Empowering hydrogen storage performance of MgH2 by nanoengineering and nanocatalysis

Abstract

With advantages of high hydrogen capacity, excellent reversibility, and low cost, magnesium hydride (MgH2) has been considered as one of the most promising candidates for solid-state hydrogen storage. However, the practical use of MgH2 as a hydrogen storage medium still needs to overcome great barriers both in the thermodynamics and kinetics. In this respect, nanotechnology plays an important role. Employing appropriate nanocatalysts for the hydrogen sorption and/or reducing the particle size of MgH2 to nanoscale have been demonstrated to be effective strategies.
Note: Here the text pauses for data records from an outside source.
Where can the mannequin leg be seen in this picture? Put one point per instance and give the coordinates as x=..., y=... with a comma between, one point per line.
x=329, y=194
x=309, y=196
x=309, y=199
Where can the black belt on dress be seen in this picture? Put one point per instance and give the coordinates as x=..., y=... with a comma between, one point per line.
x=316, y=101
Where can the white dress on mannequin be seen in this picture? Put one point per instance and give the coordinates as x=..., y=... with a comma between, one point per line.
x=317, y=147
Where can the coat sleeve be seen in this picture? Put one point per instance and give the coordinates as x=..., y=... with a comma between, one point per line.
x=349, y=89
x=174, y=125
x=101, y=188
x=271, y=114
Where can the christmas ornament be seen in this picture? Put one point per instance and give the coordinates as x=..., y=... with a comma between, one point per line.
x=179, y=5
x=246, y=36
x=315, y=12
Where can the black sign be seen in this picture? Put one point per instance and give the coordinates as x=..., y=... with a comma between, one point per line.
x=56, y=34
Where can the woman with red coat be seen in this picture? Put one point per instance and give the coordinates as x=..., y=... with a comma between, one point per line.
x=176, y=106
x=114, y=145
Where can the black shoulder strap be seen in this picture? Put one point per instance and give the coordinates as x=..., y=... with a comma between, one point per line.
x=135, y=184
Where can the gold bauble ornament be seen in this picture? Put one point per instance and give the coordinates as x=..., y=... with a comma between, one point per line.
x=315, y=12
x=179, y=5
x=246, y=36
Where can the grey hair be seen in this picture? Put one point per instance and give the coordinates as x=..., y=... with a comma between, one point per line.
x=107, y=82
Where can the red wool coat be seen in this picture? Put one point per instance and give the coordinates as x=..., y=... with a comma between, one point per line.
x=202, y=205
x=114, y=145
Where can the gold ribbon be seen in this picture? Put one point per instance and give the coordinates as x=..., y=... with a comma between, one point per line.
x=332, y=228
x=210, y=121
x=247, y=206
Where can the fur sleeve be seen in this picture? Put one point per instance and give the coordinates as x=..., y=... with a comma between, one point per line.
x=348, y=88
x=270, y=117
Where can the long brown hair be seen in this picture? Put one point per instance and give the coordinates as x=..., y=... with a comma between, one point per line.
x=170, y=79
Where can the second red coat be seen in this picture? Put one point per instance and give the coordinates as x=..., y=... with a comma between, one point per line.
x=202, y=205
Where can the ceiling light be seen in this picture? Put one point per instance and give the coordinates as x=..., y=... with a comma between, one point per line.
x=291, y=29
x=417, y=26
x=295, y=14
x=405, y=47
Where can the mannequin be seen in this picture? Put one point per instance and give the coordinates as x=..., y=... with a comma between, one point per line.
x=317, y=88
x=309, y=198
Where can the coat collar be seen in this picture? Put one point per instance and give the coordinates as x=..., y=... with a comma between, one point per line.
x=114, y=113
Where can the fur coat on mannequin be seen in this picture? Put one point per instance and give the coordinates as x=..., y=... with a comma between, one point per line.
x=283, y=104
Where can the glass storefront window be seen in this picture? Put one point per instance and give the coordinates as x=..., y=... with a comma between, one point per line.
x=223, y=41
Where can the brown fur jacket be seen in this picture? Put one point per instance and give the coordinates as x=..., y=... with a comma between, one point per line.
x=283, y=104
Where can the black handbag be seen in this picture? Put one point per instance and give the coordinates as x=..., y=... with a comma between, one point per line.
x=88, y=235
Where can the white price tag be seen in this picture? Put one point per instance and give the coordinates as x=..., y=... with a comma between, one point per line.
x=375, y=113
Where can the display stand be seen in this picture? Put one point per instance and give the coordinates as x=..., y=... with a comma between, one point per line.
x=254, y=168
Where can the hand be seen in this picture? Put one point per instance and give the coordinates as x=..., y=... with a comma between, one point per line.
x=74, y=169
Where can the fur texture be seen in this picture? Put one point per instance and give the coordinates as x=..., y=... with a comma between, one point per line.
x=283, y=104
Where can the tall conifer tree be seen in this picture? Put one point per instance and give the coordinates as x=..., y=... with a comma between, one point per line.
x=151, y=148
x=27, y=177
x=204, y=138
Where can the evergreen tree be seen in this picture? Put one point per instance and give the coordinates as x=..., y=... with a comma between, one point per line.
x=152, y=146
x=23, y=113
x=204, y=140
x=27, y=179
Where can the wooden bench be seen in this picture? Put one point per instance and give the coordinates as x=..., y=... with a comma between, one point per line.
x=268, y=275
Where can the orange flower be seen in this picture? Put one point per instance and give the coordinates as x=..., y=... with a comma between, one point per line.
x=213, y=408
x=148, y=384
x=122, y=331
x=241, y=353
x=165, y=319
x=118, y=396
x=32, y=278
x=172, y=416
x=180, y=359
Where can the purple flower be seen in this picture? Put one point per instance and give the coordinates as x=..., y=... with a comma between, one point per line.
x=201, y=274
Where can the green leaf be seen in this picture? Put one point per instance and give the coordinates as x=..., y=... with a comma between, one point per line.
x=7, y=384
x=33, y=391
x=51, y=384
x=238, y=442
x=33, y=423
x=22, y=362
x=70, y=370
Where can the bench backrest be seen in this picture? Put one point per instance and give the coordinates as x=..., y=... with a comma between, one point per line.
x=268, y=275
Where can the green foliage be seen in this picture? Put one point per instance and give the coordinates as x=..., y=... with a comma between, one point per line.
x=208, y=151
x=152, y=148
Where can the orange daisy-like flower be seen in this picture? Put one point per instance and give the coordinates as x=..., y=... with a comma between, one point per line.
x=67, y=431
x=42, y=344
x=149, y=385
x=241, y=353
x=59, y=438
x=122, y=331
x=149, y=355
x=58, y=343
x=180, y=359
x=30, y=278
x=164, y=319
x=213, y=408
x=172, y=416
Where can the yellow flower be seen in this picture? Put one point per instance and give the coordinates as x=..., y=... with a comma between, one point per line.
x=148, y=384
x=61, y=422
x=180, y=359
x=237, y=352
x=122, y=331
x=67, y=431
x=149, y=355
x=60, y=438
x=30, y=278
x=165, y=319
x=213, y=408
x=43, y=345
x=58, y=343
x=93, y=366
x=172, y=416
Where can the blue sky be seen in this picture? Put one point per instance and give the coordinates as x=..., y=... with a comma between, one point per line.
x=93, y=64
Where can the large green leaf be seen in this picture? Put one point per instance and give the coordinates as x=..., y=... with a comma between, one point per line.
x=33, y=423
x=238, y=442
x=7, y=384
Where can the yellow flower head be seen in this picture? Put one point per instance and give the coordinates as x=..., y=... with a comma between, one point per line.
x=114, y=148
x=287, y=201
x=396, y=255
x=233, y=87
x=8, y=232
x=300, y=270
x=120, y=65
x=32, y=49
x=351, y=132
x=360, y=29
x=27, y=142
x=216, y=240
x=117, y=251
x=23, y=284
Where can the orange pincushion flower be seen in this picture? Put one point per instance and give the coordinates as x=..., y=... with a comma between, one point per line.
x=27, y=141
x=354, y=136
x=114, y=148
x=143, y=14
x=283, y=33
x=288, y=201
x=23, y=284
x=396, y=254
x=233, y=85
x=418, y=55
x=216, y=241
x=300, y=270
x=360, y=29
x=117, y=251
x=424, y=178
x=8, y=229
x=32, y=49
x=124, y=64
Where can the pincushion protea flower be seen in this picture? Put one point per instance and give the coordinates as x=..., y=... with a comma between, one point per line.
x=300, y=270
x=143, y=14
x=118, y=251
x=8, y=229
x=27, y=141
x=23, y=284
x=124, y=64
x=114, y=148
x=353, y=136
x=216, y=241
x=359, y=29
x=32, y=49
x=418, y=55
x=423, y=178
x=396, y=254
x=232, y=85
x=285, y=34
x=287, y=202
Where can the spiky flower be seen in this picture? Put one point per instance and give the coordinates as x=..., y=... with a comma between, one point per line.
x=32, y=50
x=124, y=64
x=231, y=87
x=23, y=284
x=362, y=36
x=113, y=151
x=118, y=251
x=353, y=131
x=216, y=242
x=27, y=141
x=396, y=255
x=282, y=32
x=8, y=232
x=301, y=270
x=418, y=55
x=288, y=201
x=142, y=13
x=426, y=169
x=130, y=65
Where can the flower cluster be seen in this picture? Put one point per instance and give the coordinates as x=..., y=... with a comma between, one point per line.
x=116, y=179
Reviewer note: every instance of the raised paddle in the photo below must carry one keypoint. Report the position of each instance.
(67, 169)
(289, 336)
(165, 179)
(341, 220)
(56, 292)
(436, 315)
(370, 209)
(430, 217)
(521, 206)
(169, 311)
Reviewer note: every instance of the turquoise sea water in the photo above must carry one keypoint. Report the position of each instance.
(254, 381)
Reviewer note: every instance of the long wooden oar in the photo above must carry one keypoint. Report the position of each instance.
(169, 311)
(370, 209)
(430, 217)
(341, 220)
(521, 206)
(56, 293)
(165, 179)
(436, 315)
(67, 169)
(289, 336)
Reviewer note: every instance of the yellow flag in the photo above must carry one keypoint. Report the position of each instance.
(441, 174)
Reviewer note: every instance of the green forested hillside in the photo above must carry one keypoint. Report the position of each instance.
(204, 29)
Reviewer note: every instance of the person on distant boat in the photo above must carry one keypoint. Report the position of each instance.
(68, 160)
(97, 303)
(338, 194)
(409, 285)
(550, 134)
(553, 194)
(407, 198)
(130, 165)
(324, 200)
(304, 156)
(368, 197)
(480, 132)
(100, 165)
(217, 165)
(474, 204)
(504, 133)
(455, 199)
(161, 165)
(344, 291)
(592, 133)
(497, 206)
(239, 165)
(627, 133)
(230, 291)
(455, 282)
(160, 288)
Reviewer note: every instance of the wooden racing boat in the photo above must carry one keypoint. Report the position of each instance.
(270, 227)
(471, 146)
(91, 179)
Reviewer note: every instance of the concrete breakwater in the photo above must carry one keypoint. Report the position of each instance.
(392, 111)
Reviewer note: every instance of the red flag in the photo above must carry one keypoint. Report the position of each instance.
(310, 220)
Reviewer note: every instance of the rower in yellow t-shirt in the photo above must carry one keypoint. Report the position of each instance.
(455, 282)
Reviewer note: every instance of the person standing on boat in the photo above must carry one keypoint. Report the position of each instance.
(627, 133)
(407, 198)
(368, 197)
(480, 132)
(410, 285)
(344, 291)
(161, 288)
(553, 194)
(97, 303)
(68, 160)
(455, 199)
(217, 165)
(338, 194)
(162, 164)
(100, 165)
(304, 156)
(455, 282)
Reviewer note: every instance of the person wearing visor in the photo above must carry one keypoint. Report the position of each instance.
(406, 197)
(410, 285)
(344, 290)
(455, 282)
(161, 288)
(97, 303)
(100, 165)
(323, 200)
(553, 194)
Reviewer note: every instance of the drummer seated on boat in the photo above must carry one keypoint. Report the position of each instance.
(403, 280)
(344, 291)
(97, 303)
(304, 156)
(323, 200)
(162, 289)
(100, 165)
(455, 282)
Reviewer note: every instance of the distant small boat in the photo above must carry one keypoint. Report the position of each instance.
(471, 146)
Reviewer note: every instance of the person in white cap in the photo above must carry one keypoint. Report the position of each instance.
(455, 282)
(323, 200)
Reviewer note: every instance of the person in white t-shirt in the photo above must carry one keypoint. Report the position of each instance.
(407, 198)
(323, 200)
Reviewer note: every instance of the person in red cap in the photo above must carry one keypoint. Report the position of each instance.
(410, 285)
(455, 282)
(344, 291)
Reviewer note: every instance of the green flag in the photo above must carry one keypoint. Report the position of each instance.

In this review, we present a detailed survey on the recent advances in nanocatalysts and nanostructuring for high-performance MgH2. First, we introduce various categories of nanocatalysts, especially including metals and their compounds, focusing on their effects on hydrogen sorption performance of MgH2. Then nanostructuring methods for the preparation of small-sized freestanding Mg/MgH2 are discussed, and typical works in nanoconfinement of MgH2 are revisited as a nanostructuring methodology. Finally, we analyze the remaining issues and challenges and propose the prospects of research and development in MgH2 as hydrogen storage materials in the future.